Zambia - High priority areas / Hotspots


Cholera burden and dynamics

Cholera hotspots

–the periphery of urban areas (Lusaka, Ndola and Kitwe)

–Along the border with the DRC and Tanzania around the Mweru and Tanganyika Lakes

–In the center of the country, around the Lukanga swamp area

–Along the border with Zimbabwe around the Kafue Flat swamp area and Kariba Lake

Risk factors

–70% of fishermen are seasonal immigrants, a highly mobile population throughout the country originally from the northern provinces (Bemba ethnic group). Accelerated migration of fishermen and fish tradesmen within the country and across borders during the fishing season.

–Congolese refugee influx in Chienge and Nchelenge border districts (Luapula province).

–Seasonal labor, trade and frequent migration with neighboring countries such as DRC, Zimbabwe, and to a less extend Tanzania, Malawi and Angola, increased the risk of cholera upsurge in border districts.
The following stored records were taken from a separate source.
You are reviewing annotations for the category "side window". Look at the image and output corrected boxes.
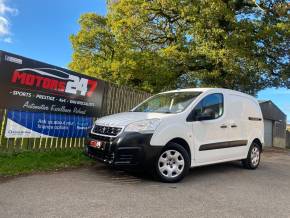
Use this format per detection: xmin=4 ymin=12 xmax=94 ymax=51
xmin=191 ymin=93 xmax=224 ymax=121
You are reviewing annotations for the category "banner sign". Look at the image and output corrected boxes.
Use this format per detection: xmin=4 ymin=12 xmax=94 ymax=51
xmin=5 ymin=111 xmax=93 ymax=138
xmin=0 ymin=51 xmax=106 ymax=117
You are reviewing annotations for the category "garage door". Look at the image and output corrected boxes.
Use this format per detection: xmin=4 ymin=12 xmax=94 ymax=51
xmin=264 ymin=120 xmax=273 ymax=146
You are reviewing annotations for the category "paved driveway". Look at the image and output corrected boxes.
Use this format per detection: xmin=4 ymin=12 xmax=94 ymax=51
xmin=0 ymin=148 xmax=290 ymax=218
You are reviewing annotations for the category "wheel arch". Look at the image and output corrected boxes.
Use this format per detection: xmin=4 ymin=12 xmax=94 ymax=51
xmin=252 ymin=138 xmax=263 ymax=151
xmin=166 ymin=137 xmax=191 ymax=163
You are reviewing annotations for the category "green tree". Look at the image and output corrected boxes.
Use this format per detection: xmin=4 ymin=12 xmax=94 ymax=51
xmin=70 ymin=0 xmax=290 ymax=94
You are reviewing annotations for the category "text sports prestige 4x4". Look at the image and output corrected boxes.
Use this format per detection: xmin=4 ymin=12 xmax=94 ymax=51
xmin=85 ymin=88 xmax=264 ymax=182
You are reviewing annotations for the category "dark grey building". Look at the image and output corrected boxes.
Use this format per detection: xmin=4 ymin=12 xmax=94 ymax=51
xmin=259 ymin=100 xmax=287 ymax=148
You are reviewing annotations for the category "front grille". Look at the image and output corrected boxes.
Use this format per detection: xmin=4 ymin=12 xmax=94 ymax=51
xmin=93 ymin=125 xmax=122 ymax=136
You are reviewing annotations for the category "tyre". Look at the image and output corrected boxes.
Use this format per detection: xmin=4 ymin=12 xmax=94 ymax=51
xmin=155 ymin=143 xmax=190 ymax=183
xmin=242 ymin=142 xmax=261 ymax=170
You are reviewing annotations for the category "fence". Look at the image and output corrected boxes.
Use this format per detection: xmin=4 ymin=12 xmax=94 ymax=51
xmin=0 ymin=84 xmax=150 ymax=152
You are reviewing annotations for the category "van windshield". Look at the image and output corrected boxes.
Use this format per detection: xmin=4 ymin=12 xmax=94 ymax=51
xmin=132 ymin=92 xmax=201 ymax=113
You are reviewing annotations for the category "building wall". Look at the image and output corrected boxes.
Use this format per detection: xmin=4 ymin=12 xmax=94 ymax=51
xmin=273 ymin=121 xmax=286 ymax=148
xmin=260 ymin=101 xmax=287 ymax=148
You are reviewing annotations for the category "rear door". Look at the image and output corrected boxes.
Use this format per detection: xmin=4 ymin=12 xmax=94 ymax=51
xmin=227 ymin=93 xmax=249 ymax=158
xmin=191 ymin=92 xmax=228 ymax=163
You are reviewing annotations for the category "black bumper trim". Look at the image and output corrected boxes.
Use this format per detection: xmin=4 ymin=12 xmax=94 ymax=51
xmin=85 ymin=132 xmax=163 ymax=167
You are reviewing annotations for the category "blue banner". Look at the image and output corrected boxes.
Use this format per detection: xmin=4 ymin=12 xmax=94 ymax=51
xmin=5 ymin=111 xmax=93 ymax=138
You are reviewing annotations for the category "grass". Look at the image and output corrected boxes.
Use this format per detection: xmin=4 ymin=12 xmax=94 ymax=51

–Outbreaks of cholera concentrated in the fishing camps and villages around waterbodies in northern, central and southern provinces (Lake Mweru, Lake Tanganyika, Lake Kariba, Lukanga and the Kafue Flat swamps).

–Fishermen and their families spend several weeks every year in fishing camps and use surface waters for all domestic needs including drinking and sanitation.

–In 2016, water was found to be contaminated with Vibrio cholerae in the Lukanga fishing camp of Kapiri Moshi District (Central Province).

–The population mostly uses ordinary pit latrines and relies on shallow wells and boreholes.

–Lusaka is partially built on karstic landscape combined with a shallow water table.

–The environmental conditions combined with pit latrines and poor storm water drainage increased the risk of flooding, resulting in large-scale contamination of water points.

–One quarter of the rural population resorts to open defecation, and sharing a latrine was considered as a high-risk behavior in Lusaka.

–Two thirds of households in Zambia do not treat water prior to drinking.

–Less than 10% of the caregivers were able to identify all critical times for handwashing, while in Lusaka, handwashing with soap or the presence of soap was a protective factor.

–Contact with a cholera patient, low cholera immunity and weakened immune system due to HIV or AIDS.